You do not have to stop the ritual today. You only have to notice it. Noticing the maintenance is the first step in letting it lapse. The lapse, over months, is what allows the collector to do its work. You are not, in this exercise, freeing anything by force. You are merely identifying the small recurring action that has, without your awareness, been keeping a useless object on the live list for years.

The freeing, when it comes, will not feel like an event. It will feel like a quiet absence. One ordinary morning, you will notice that the object has not been visited in some time, and that the space it occupied has, without your having done anything specifically, become available for something else.

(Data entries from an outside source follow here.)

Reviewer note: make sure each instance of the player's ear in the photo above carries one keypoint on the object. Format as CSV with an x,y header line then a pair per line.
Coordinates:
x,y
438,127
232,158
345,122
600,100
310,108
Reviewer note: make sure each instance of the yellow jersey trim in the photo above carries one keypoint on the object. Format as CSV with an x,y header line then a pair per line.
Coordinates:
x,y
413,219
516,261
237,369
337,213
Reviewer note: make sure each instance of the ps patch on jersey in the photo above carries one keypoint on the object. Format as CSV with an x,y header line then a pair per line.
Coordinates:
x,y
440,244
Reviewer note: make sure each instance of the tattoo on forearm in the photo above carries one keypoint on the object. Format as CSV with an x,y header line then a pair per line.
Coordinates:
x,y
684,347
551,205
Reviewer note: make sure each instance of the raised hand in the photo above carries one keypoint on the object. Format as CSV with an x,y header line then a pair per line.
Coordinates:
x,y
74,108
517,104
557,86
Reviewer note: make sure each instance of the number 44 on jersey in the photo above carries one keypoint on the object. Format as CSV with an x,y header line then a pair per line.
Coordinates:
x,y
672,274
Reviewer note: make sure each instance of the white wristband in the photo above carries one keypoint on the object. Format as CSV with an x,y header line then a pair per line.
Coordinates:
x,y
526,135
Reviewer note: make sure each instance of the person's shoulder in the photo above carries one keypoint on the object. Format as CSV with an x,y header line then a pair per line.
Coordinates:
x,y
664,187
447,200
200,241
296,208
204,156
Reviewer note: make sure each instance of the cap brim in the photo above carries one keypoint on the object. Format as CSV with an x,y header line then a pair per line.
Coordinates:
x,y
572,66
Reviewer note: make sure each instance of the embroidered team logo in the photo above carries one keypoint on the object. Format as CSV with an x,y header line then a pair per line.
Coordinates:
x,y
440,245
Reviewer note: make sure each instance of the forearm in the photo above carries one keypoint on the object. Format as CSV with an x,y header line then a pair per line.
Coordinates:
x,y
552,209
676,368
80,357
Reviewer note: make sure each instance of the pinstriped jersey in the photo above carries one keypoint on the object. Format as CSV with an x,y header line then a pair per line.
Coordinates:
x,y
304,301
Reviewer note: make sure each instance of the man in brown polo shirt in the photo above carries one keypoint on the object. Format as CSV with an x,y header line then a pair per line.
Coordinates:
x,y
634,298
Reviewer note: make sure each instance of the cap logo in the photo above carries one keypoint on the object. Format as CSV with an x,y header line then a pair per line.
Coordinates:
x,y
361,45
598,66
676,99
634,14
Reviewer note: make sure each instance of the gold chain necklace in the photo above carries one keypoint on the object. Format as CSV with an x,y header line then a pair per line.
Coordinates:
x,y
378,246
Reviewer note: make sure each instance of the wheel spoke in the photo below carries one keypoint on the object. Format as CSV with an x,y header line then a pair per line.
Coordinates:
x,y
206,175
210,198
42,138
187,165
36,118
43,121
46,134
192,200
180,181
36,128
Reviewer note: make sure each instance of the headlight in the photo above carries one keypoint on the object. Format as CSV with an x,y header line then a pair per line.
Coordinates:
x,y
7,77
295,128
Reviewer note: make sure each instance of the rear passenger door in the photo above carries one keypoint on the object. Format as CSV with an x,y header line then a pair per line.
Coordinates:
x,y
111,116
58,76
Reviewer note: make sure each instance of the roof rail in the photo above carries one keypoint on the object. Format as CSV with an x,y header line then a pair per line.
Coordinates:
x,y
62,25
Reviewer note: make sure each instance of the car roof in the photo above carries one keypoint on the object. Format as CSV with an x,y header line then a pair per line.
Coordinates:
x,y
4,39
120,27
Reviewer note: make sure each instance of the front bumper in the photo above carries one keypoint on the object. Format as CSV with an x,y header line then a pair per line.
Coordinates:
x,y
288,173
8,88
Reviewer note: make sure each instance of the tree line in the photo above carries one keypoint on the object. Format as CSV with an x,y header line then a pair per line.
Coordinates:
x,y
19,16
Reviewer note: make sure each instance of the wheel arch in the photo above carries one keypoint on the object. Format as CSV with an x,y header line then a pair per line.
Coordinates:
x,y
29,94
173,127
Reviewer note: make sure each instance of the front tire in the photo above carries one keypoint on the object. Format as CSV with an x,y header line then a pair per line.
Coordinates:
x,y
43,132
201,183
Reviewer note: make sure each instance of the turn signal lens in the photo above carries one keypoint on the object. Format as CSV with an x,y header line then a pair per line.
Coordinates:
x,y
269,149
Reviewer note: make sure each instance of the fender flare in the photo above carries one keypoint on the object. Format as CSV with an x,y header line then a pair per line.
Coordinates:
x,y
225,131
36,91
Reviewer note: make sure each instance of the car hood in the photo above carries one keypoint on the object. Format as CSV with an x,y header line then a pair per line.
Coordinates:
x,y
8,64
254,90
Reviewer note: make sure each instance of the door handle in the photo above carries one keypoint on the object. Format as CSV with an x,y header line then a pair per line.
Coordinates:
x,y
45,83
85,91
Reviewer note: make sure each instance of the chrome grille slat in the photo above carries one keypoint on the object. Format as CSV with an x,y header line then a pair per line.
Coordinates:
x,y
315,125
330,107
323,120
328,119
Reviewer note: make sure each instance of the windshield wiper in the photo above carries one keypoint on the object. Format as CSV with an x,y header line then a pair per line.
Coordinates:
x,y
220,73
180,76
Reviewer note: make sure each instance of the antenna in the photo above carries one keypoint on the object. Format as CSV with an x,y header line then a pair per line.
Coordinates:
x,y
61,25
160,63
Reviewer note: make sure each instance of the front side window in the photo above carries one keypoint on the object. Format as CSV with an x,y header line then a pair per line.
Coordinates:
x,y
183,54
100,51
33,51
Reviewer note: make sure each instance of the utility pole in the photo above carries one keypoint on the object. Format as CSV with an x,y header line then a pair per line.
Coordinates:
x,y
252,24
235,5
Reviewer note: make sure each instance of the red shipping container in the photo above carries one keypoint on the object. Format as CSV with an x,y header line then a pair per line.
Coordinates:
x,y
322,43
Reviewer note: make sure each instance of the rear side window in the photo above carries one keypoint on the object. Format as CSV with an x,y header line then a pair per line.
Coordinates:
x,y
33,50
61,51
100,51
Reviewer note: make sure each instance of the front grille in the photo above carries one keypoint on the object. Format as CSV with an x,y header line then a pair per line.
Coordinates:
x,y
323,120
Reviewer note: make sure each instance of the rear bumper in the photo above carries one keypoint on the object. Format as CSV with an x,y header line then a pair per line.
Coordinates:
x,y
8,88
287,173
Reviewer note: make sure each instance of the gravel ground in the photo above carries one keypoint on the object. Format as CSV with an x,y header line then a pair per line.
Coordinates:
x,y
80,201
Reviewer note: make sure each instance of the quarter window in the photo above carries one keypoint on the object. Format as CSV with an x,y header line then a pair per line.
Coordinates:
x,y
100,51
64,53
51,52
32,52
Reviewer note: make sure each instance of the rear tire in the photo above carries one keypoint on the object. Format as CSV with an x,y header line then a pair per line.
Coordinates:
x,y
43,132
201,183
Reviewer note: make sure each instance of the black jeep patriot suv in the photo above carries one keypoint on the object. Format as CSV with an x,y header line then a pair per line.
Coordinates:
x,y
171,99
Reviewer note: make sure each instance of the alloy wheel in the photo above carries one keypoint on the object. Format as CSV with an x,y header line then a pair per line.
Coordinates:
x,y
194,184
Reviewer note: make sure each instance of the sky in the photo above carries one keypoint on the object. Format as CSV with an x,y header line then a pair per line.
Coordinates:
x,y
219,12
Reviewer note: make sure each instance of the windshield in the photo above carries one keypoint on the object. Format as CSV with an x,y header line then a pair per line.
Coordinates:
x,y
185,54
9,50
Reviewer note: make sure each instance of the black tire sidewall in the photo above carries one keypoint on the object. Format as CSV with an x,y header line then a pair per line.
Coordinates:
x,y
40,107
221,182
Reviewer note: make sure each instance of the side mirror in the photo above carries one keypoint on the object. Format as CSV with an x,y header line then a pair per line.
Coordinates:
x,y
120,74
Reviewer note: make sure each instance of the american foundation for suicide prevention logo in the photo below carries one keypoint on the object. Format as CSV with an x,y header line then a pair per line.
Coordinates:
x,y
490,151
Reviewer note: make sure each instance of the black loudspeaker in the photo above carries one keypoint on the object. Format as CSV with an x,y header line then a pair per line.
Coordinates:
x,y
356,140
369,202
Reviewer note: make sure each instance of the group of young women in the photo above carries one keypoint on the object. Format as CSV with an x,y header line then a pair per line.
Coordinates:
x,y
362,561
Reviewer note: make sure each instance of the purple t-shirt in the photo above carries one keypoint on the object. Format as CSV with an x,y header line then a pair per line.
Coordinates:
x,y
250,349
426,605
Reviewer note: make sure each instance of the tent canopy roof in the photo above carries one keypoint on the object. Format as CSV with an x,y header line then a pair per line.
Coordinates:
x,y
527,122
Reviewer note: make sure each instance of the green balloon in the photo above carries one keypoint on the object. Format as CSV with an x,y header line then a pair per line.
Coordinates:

Chapter 21 is the last chapter of the book proper, before the Epilogue. It is about the fact that there is no final, refactored version of the self, and that the work of self-modification is, on inspection, the work of a lifetime rather than a project with a deliverable. The chapter is named for the engineering practice of refactoring, which is the continuous improvement of code while preserving its behavior, and which is, on its best days, also a working description of what it means to be a thoughtful adult.

For now, the page closes here. The collector is real. The collector is running. The collector does not require your effort. The collector requires only that you stop visiting the objects you no longer need, and that you trust the long quiet work of unattended things becoming, in their own time, unreferenced, and unreferenced things becoming, in their own time, gone.